While Richard knows he’s lucky to still have use of his legs, and he’s lucky that he can still talk, and he’s lucky he can still breathe, these kinds of comments strike him as both ridiculous and insulting. But he tries not to take offense.

His legs will soon be leaving him. For the past week, he’s felt a long-distance pause between the decision to take a step and stepping, a loosening of body from mind, of muscle from bone, of intent from action. ALS is extending its evil tendrils south.

Maybe he’s just being paranoid. Maybe he’s imagining the weakening in his right leg, creating a somatization. Maybe it’s psychosomatic. His mother used to tell him, If you’re looking for trouble, you’ll find it. That may be true, but he certainly never went looking for ALS. He knew that Lou Gehrig had it, that Stephen Hawking has it, and was peripherally aware of the Ice Bucket Challenge. That was the extent of his knowledge on the subject, and he wasn’t seeking to know more.

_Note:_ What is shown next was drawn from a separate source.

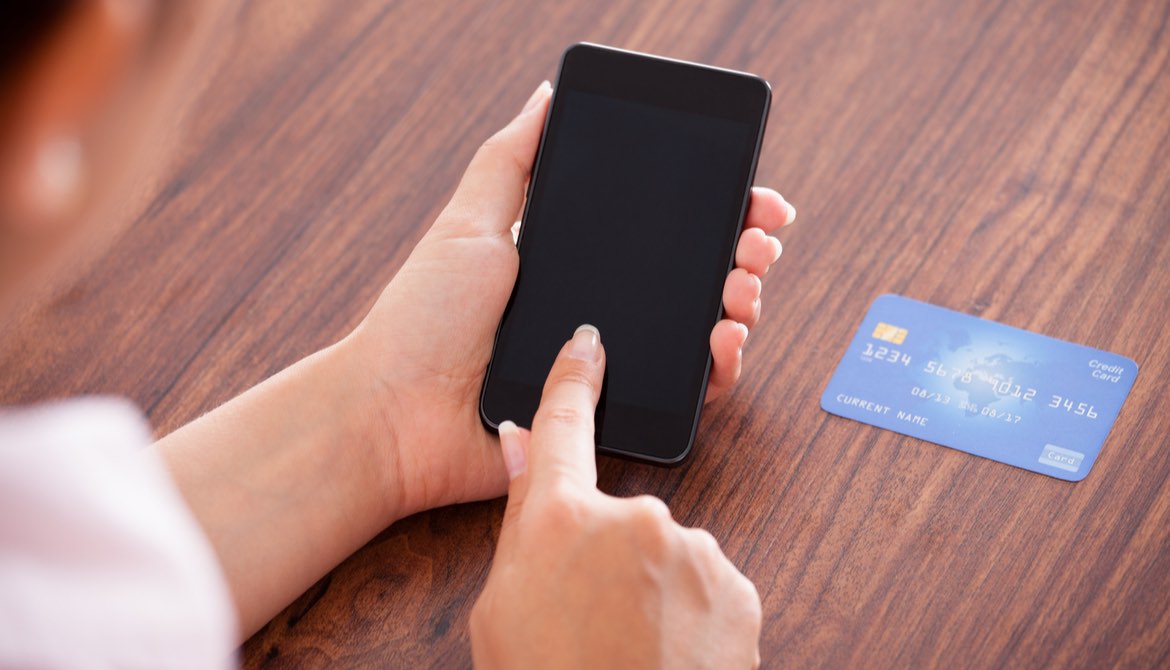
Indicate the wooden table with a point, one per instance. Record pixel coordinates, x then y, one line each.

Trouble came looking for him. He was diagnosed fourteen months ago, and paralysis from the waist down, one leg at a time, is what comes next, whether he’s a paranoid hypochondriac looking for trouble or not. But for now, he agrees with Dr. George. He’s lucky to still have his legs.

“An-yah-lu-cky you-still-ha-vyah ki-neys.”

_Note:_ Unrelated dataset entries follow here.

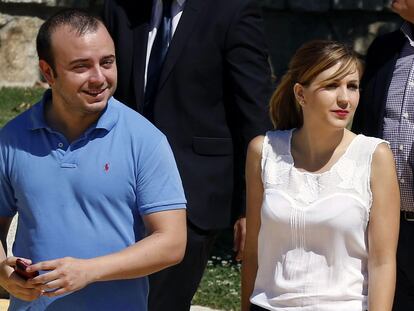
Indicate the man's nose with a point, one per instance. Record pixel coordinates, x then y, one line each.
343 98
97 75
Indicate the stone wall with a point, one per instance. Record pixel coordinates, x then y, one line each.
288 23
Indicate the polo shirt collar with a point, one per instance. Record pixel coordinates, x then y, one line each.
106 121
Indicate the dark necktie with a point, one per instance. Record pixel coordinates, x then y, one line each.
157 56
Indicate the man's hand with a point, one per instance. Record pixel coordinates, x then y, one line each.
65 275
239 237
14 284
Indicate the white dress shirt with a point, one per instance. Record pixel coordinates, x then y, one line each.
177 7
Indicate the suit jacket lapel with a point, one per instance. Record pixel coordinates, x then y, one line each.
181 34
139 59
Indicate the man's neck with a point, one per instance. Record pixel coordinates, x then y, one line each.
68 124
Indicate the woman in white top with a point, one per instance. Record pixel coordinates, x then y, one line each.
322 202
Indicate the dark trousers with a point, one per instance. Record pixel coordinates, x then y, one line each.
256 308
173 288
404 290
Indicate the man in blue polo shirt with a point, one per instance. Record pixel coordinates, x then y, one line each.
99 197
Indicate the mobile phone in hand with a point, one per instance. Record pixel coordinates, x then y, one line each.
20 269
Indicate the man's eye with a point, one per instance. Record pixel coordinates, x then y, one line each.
79 67
107 63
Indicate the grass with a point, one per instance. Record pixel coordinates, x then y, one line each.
16 100
220 286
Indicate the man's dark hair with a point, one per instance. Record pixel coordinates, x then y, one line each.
79 21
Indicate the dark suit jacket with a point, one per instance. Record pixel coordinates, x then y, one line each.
212 97
381 58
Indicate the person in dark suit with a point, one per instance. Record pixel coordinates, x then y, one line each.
386 110
209 95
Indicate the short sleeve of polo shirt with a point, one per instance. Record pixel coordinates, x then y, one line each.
7 201
159 185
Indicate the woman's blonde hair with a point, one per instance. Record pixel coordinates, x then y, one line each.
307 63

Dr. George laughs, a high-pitched, tickled, unguarded giggle. Richard should record it and use that as his banked laugh. He likes Dr. George. He wonders if George might actually be his first name and not his last, if he’s choosing to be addressed with a title that’s less stuffy and more intimate, like Dr. Phil or like an unrelated friend who goes by Uncle instead of Mr. He’s Uncle George.

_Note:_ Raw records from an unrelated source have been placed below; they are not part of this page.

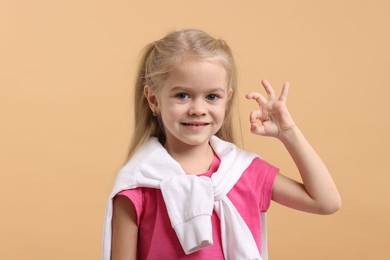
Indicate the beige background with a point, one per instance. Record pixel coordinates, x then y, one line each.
66 74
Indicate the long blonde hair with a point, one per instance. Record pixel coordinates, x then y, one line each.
161 57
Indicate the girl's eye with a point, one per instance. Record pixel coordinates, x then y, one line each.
212 97
182 96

“You’re also going to want a bunch of these low-tech alphabet boards and flip charts. I know they’re not as sexy as the eye-gaze and Tobii technology, and you’ll get your sexy on eventually, but you’ll use these first, and they’re actually quicker and easier to use. As his voice goes, or maybe later in the day when his energy is low, you’ll want to use these, Karina.”

Dr. George hands her a stack of charts. Richard reads the tabs: In Bed; Comfort; Transfer and Position; Wheelchair; Computer; Bathroom. Karina opens to the In Bed chart. Richard scans the page.

Raise/Lower Head

Take Arm Out of Cover

Raise/Lower Foot of Bed



Hot/Cold

Take off BiPAP

Adjust Mask



Turn on BiPAP

Mouth Dry/Water

TV and Lights Out



Chap Stick

Pee

Nose/Saline



Nose/Wipe

Scratch My Head

Wipe My Eyes



In bed used to mean something entirely different. Karina turns the page before Richard has the chance to absorb every option. She spends only a second or so on each additional chart before flipping, looking overwhelmed and scared.